DESPERATE: With 201 prisoners, including seven Britons, still being held, back-channel talks are going on around the clock before Israel’s military descends to ‘annihilate’ Hamas in a full-scale invasion
RUIN: Tearful families spoke of their anguish last night, as the US, UK and other governments were said to have been piling pressure on Israel to delay its air, sea and land assault to give deal-makers more time. Israeli tanks are in full readiness along the border
In a statement on Friday, Hamas said it was working with mediators in Egypt, Qatar and other ‘friendly countries’ to release more hostages ‘as and when security circumstances permit’. But a deal involving the US, Israel and Qatar that would have led to the release of 50 hostages fell through, the Wall Street Journal reported.
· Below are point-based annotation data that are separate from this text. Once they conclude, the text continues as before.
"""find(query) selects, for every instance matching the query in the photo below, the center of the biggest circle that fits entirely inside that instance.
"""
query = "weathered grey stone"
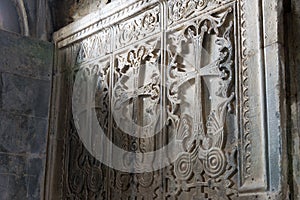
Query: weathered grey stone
(25, 96)
(12, 164)
(25, 56)
(21, 134)
(17, 188)
(25, 87)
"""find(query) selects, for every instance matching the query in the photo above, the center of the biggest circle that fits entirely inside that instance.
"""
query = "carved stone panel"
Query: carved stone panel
(177, 88)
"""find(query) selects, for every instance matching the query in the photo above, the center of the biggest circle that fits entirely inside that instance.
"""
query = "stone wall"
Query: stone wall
(25, 87)
(66, 11)
(293, 50)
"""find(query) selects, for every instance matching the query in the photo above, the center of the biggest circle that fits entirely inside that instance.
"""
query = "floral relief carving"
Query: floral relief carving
(205, 165)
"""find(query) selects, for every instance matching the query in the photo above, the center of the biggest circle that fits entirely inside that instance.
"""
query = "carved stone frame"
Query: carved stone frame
(260, 93)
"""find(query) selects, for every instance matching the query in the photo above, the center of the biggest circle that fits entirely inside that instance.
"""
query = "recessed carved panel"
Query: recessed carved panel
(169, 74)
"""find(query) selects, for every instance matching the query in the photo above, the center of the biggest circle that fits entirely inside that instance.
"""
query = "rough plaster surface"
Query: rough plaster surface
(294, 62)
(25, 86)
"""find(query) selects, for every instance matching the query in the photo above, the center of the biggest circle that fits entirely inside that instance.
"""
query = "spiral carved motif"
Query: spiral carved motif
(183, 166)
(145, 179)
(76, 181)
(94, 179)
(202, 4)
(215, 163)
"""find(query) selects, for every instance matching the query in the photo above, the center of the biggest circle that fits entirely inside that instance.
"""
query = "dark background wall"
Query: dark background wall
(25, 87)
(293, 95)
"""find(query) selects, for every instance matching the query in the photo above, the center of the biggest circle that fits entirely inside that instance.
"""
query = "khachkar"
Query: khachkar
(165, 73)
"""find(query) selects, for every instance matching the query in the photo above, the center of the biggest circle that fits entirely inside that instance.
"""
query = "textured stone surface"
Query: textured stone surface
(25, 95)
(25, 57)
(293, 24)
(25, 87)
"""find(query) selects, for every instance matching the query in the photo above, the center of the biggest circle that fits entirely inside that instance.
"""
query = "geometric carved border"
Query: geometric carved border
(256, 157)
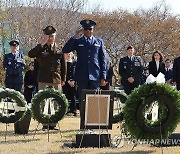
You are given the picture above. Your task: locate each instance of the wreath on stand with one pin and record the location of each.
(138, 119)
(8, 96)
(120, 97)
(38, 104)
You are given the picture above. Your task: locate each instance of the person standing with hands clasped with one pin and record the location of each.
(14, 64)
(130, 70)
(51, 61)
(90, 70)
(156, 65)
(69, 89)
(176, 72)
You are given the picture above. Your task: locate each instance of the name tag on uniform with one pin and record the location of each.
(97, 45)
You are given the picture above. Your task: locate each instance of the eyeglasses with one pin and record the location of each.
(87, 28)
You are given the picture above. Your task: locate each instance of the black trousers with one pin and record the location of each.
(70, 93)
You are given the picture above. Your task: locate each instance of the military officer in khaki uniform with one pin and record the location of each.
(130, 70)
(52, 65)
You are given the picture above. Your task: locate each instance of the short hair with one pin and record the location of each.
(160, 54)
(31, 63)
(167, 60)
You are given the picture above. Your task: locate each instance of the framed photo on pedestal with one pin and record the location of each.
(97, 109)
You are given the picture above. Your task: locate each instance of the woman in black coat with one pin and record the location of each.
(30, 82)
(156, 65)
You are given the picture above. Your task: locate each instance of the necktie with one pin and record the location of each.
(88, 41)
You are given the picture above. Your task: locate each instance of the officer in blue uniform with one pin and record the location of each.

‘Hostages are being kept to act as human shields
Informed sources told the newspaper that, for the first week of the conflict, Hamas leaders had refused any conversation about the hostages. Extraordinarily, they weren’t even sure where all the kidnapped people were, because some had been snatched by ordinary Palestinians who burst through the border fence during the terror attacks.
It is feared many hostages are being kept to act as ‘human shields’ in the expected invasion. Families of the captives desperately pleaded with the Israelis for more time to free them before it begins.
Rachel Goldberg, 54, the mother of Hersh Goldberg-Polin, 23, a festival-goer last seen being loaded onto a truck by terrorists, told the MoS yesterday: ‘Obviously if your child is sitting in the street and you see a truck coming, it’s natural to say ‘please pump the brakes’.’
She said: ‘Obviously we are beyond thrilled for the Raanan family. As soon as we heard they were finally getting good news, we were in tears of joy for them.
‘We are still in the realm of complete unknown for Hersh. What we pieced together from people who were with him is that he was in hiding and Hamas threw in hand grenades. We know his left arm was blown off at the elbow, and he was put on a Hamas pick-up truck.
‘Hearing that about your child, it’s primal terror. He might have bled out from his wound, or he might be alive in Gaza now in terrible pain without the medical care he needs.
‘I have to keep the mother’s hope that he is alive and being strong and surviving.’
Aid arrives amid chaos at border
There was chaos at the crossing between Gaza and Egypt yesterday as vital aid was finally allowed in but foreign passport holders were blocked from getting out.
Hundreds of expats were denied exit from the besieged enclave, but the Rafah border crossing was opened to aid, with 20 lorries bringing a lifeline to Gazan civilians caught in the conflict between Israel and the Hamas terror group that runs Gaza.
The aid convoy was the first to enter since chaos erupted two weeks ago. But while the lorries brought 3,000 tons of food and medicines, the Palestinian authorities said this amounted to only three per cent of the supplies needed every day.
Gaza’s 2.3 million inhabitants are rationing food and drinking dirty water. And hospitals say they are running low on medical supplies and fuel for emergency generators amid a territory-wide power blackout.